Uniform convergence of generalised Fourier series

Suppose $$u_n$$ is an orthonormal basis of smooth functions on $$S^1$$.

Does there exist a smooth function $$u$$ such that the generalised Fourier series $$u=\sum_{n\in\mathbb{N}} \langle u,u_n\rangle u_n$$ does not converge uniformly?

We of course have uniform convergence for the standard Fourier basis by integration by parts, but I cannot find a counterexample (or a proof of uniform convergence) for the general case.
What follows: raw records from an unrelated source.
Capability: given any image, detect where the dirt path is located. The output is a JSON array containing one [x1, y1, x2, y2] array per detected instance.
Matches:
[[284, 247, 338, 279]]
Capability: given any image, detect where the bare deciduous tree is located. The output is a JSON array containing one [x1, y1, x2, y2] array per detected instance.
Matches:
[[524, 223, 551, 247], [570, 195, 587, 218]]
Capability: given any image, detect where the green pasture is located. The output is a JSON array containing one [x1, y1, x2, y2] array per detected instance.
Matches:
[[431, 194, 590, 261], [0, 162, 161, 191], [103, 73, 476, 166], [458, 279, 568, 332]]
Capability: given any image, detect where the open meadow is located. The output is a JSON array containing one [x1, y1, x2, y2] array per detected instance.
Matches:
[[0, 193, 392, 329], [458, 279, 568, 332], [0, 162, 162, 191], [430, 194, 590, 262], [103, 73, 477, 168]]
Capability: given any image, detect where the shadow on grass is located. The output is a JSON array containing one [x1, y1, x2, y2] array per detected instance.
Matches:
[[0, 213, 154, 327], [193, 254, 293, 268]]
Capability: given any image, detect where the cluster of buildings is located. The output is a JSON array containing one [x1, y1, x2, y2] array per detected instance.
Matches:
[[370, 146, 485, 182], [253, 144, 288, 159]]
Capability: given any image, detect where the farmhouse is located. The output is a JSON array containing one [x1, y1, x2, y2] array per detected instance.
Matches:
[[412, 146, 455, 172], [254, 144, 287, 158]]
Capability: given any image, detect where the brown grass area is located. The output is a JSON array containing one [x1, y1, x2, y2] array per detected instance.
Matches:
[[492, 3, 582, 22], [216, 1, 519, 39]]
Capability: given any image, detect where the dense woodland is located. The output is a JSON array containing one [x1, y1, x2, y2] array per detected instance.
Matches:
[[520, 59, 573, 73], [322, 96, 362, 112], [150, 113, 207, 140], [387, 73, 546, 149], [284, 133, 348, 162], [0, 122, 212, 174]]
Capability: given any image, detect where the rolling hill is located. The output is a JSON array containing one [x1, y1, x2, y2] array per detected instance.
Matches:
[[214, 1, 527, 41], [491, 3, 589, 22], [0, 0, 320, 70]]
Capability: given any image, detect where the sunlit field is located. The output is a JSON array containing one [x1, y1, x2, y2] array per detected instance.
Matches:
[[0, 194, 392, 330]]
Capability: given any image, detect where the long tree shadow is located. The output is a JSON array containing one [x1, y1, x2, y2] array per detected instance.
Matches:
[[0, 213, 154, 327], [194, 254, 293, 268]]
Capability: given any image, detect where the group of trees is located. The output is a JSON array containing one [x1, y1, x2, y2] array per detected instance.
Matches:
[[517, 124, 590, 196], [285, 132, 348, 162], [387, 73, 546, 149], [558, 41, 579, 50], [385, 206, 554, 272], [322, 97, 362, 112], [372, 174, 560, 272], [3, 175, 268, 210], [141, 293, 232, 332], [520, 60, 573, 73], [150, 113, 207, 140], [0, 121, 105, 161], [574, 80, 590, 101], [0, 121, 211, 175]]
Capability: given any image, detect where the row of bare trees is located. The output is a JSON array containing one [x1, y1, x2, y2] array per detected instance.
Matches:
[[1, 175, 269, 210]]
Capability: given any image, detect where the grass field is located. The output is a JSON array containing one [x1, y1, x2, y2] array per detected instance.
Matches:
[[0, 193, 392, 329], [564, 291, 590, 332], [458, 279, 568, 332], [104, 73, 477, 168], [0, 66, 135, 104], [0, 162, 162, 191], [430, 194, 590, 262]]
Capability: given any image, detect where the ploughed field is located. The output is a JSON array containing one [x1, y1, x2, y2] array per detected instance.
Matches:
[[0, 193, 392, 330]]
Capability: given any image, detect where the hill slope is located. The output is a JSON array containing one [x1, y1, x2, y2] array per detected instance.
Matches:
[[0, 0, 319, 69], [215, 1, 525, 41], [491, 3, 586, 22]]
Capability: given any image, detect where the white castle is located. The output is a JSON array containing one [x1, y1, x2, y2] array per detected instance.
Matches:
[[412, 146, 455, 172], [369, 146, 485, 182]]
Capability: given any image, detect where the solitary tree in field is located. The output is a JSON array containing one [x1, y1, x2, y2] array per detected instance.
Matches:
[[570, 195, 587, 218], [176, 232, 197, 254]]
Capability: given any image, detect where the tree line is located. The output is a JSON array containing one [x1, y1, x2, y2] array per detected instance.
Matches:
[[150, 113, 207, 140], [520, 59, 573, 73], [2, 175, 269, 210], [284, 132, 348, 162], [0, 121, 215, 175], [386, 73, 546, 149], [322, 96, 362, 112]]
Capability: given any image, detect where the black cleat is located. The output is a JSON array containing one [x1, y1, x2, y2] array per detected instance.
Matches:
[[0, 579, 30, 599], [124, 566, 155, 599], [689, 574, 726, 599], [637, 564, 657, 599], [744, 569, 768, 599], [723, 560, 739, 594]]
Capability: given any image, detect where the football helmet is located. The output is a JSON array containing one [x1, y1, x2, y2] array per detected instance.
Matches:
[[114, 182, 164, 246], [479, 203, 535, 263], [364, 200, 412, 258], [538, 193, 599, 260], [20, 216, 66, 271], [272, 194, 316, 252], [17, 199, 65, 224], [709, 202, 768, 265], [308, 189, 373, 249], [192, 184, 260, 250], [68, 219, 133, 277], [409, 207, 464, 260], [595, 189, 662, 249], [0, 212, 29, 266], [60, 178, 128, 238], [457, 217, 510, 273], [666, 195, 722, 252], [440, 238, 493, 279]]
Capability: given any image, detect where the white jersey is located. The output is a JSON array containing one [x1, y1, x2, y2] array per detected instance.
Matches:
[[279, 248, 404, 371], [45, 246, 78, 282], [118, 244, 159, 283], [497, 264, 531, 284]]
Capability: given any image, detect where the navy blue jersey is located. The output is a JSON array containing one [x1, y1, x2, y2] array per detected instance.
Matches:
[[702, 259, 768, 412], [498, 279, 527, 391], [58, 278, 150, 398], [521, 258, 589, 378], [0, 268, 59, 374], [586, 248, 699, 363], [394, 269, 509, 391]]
• I'm not quite sure where the quantifiers go in your question; but, for example, if we fix some point $p \in S^1$, then the set of smooth functions vanishing at $p$ is dense in $L^2$, so we can find an orthonormal basis $u_n$ consisting entirely of such functions. If $u(p) \ne 0$ then the series will not even converge pointwise. May 16, 2019 at 3:40
• Thanks for your answer Nate. I tried to make a similar idea work, but ran into problems establishing the existence of a smooth orthonormal base of such functions (as opposed to merely $L^2$). Is this obvious? May 16, 2019 at 3:46
• Let $E$ be the set of such functions. Being a subset of the separable metric space $L^2$, $E$ is separable, so we can find a sequence $v_1, v_2, \dots$ which is dense in $E$ and therefore also dense in $L^2$. Now apply Gram-Schmidt to the sequence $v_n$. The resulting sequence $u_n$ will be orthonormal, and its linear span will be the same as that of the $v_n$, which is dense in $L^2$. May 16, 2019 at 3:48
• Ah of course, this was a silly question. Thank you. If you make that comment an answer I can accept it. May 16, 2019 at 3:52

For instance, fix $$x \in S^1$$ and consider the space $$C^\infty_x$$ of smooth functions that vanish at $$x$$. This is a dense subspace of $$L^2(S^1)$$, so by choosing a countable dense subset of $$C^\infty_x$$ and applying Gram-Schmidt, we can find a sequence $$u_1, u_2, \dots \in C^\infty_x$$ which is an orthonormal basis for $$L^2(S^1)$$. Then if $$u(x) \ne 0$$, the series evaluated at $$x$$ converges to 0, not to $$u(x)$$.